Dubai: In a strongly-worded call, the six Arab Gulf states told Iran to stop meddling in their internal affairs. At the same time — and as part of the GCC's policy in dealing with Iran — they kept the door half-closed. Heavy-weight Saudi Arabia expressed its readiness to negotiate with Tehran on improving relations between the two sides.
"Stop these policies and practices …and stop interfering in the internal affairs of the Gulf nations," said the statement at the end of the GCC annual summit in Riyadh.
However, during the press conference, Saudi foreign minister Prince Saud Al Faisal said the kingdom was prepared to negotiate with Iran to improve relations, press reports quoted him as saying.
"The GCC always keeps the door ajar for Iran and others," said Jamal Khashougji, Director of the newly-established Arab News Channel. "But there is really a feeling of discomfort [in the GCC] from the Iranian interferences in the internal affairs of Arab Gulf states. "Iran will always be our neighbour, but not necessarily Ahmadinejad," Khashougji said in reference to the Iranian president who is blamed by the GCC for the deterioration in relations between the two sides after they improved under his predecessor Mohammad Khatami.

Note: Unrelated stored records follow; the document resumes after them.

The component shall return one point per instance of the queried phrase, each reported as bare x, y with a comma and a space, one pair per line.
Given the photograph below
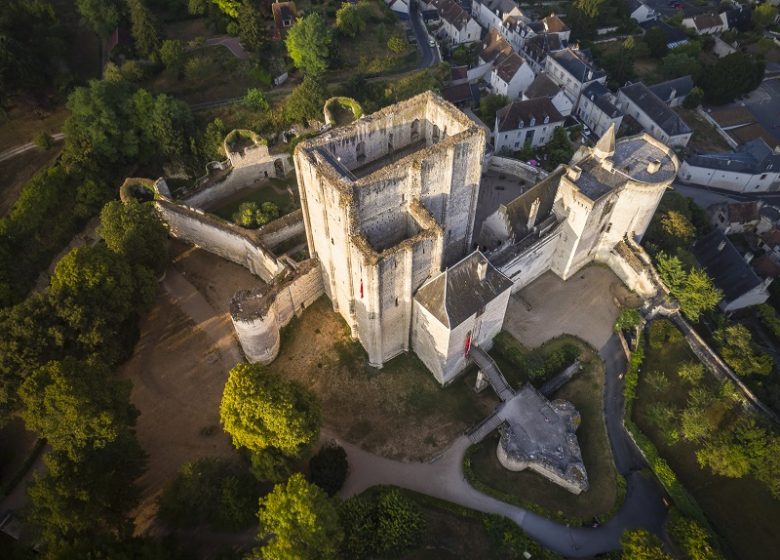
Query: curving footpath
444, 479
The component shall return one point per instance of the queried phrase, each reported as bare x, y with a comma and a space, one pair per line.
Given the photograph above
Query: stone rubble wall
220, 238
260, 335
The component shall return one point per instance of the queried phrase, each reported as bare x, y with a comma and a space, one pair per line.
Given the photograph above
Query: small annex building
460, 307
731, 272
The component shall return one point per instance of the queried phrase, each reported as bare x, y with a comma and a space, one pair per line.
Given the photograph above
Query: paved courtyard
584, 306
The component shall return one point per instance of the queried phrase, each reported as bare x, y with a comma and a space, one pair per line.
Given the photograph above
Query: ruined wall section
221, 238
259, 315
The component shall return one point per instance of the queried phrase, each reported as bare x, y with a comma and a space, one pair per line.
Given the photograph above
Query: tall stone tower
388, 201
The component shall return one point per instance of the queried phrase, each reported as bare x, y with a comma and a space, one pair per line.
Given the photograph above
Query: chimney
482, 269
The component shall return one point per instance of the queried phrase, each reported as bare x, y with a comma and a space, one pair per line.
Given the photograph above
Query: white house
653, 115
543, 86
597, 109
753, 167
456, 24
707, 24
641, 12
505, 70
493, 13
573, 70
530, 122
730, 272
400, 7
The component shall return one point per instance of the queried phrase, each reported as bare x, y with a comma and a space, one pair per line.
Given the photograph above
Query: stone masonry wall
221, 238
258, 331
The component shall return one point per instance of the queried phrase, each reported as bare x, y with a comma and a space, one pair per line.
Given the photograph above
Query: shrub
211, 491
44, 140
328, 468
383, 524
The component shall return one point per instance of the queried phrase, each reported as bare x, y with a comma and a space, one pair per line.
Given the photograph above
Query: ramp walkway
493, 374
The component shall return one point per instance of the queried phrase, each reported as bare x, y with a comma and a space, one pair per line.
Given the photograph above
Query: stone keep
388, 201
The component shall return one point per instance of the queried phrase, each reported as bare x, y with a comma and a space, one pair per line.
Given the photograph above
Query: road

Saudi-Iranian relations have deteriorated since 1,000 Gulf troops entered Bahrain to help crush Shiite-led unrest in February and March.
GCC countries have repeatedly accused Tehran of attempting to destabilise their internal security, and attempting to instigate sectarian strife. Iran, on the other hand, rejected these accusations and criticised how the GCC dealt with their Shiite citizens. The already tense Saudi-Iranian relations took a turn for the worse when US justice officials announced in October that they had foiled an Iranian plot to assassinate the Saudi ambassador to Washington Adel Al Jubair.

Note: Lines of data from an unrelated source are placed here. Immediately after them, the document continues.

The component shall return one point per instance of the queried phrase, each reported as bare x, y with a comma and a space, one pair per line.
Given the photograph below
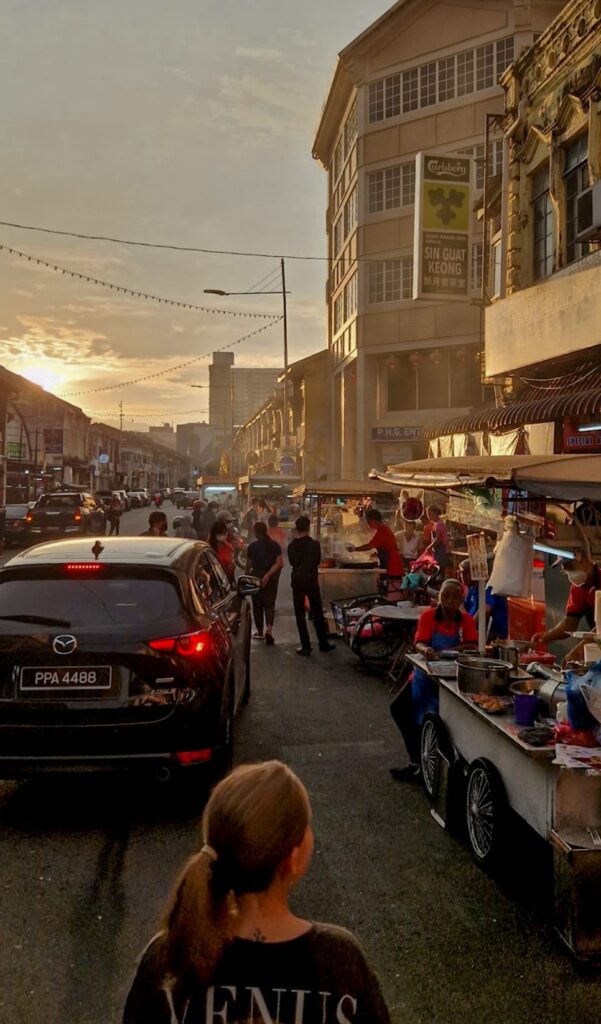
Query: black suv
125, 651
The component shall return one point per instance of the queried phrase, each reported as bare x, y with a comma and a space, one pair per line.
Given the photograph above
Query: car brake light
192, 757
186, 645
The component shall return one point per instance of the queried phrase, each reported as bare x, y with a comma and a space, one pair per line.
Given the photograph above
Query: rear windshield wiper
37, 620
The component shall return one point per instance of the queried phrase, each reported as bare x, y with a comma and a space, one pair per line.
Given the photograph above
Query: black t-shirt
319, 978
262, 555
304, 555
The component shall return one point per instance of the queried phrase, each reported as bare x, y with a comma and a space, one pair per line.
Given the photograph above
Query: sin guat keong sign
442, 227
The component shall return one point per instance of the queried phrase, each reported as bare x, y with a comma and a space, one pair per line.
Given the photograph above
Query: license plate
60, 679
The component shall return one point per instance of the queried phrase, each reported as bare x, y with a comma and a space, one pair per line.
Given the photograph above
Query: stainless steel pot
482, 675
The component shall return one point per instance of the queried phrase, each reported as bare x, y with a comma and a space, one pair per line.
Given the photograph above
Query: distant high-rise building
164, 434
237, 392
196, 440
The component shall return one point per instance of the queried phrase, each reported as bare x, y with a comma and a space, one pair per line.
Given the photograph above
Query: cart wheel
434, 740
378, 652
485, 812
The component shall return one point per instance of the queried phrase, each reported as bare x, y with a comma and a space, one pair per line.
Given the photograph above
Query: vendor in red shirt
585, 577
447, 626
385, 544
389, 557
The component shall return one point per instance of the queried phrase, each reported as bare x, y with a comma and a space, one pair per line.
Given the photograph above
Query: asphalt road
86, 864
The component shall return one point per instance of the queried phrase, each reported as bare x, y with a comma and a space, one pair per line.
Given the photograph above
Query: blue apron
424, 689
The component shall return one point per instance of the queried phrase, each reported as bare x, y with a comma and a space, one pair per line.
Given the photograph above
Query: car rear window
58, 501
91, 602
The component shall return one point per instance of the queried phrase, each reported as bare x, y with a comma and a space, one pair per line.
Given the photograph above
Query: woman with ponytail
230, 949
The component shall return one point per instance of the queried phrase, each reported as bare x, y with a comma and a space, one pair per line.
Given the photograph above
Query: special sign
441, 244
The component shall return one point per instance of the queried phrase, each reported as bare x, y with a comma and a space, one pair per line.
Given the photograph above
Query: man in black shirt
304, 555
264, 560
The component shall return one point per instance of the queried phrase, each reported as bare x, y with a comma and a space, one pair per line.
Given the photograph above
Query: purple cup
525, 707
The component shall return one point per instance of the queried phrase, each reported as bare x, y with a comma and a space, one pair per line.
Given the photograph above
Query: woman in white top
410, 542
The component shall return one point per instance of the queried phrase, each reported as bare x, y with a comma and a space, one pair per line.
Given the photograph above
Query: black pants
314, 599
264, 603
401, 710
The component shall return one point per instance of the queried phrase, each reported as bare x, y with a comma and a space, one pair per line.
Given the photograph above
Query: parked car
185, 499
111, 658
63, 512
16, 527
122, 495
138, 499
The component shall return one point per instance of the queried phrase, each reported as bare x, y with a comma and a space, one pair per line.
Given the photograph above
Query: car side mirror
247, 586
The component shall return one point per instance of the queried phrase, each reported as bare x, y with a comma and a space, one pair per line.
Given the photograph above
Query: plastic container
525, 617
525, 707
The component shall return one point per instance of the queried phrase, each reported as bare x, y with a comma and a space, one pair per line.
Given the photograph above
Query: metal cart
465, 751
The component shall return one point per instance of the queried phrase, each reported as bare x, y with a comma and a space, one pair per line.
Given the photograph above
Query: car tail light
192, 757
186, 645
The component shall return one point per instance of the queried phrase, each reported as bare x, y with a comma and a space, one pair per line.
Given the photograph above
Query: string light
170, 370
129, 291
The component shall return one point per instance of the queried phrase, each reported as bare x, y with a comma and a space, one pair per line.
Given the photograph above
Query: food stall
332, 508
477, 762
275, 488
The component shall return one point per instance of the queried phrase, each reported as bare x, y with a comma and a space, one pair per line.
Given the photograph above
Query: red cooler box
525, 617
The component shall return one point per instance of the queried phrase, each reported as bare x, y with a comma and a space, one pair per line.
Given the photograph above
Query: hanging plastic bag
513, 565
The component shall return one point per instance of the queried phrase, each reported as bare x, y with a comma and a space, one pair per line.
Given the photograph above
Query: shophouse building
543, 316
423, 77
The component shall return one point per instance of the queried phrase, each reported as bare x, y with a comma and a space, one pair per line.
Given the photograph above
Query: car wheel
485, 810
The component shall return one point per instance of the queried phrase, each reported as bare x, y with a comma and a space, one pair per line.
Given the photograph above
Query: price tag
477, 555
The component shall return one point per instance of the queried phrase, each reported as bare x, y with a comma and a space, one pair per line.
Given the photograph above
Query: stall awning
570, 396
341, 488
570, 477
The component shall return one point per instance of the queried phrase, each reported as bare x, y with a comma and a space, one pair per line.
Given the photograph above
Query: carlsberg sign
443, 215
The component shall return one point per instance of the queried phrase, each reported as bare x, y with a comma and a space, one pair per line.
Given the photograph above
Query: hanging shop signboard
442, 223
396, 433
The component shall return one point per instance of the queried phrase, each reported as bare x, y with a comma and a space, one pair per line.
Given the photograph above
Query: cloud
258, 53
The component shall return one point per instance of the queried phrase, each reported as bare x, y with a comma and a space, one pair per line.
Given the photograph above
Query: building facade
423, 77
543, 323
259, 444
235, 393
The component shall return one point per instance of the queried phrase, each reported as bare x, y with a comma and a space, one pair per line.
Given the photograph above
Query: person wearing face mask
222, 548
585, 577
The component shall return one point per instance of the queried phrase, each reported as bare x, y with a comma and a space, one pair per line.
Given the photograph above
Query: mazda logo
65, 645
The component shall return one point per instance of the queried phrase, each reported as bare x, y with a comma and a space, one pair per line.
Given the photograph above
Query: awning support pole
481, 615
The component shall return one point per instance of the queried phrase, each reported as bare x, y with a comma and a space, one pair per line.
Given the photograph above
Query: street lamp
282, 291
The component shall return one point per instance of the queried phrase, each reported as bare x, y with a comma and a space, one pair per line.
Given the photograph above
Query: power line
129, 291
155, 245
170, 370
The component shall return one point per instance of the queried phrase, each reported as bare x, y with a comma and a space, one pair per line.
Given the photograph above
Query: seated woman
443, 628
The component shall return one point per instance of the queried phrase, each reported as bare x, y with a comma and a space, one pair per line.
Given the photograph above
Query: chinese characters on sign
443, 213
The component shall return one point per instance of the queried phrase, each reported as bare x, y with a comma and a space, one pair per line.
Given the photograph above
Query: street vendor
585, 578
384, 542
441, 628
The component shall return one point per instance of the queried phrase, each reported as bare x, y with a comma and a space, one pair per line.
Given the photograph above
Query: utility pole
285, 310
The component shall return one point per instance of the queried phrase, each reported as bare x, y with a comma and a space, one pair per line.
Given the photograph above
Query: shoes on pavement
411, 773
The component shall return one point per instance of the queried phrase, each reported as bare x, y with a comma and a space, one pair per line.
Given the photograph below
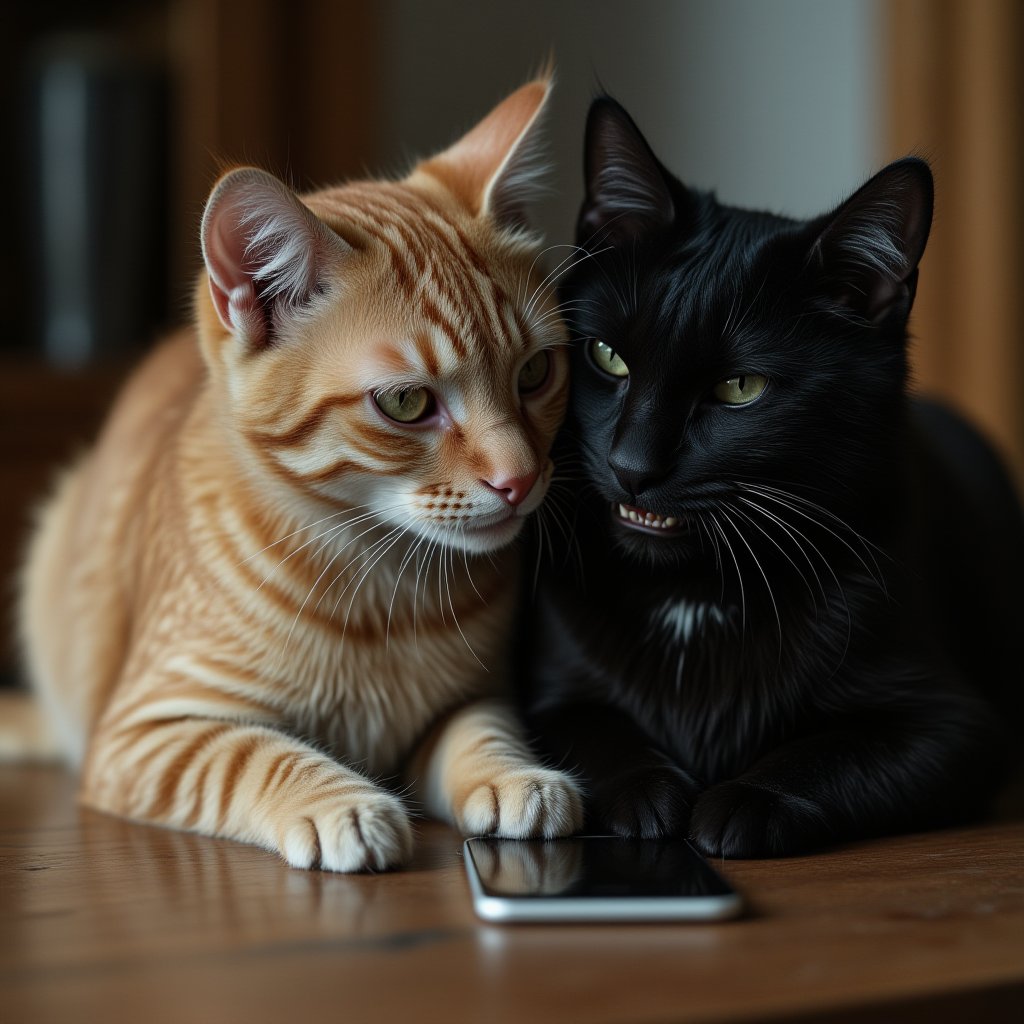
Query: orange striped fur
258, 596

Though the Iranian intelligence chief was in Riyadh last week to clear up "misunderstandings" regarding the alleged assassination plot, tensions between the two nations remain high, and Khashoughi noted the issue with Iran was much more than just interference. "There is an international counter-attack, which Saudi is participating in, against Iran.
"There is a sense that Iran doesn't understand anything but the language of force," he added in reference to the recent boost of international sanctions against Iran because of several issues, including Tehran's controversial nuclear programme and the Iranian plan, which the US announced earlier, of an attempt to kill the Saudi Ambassador.
"The most two important elements of this campaign, or counter-attack, is to surround the central bank of Iran and its oil capacity."
Also the GCC called on Iran to "fully cooperate" with the International Atomic Energy Agency and work to resolve regional conflicts "peacefully," adding that GCC nations were still committed to a Middle East "free of weapons of mass destruction."
The West fears Iran's nuclear programme masks a push to develop an atomic weapons capability, a charge Tehran denies.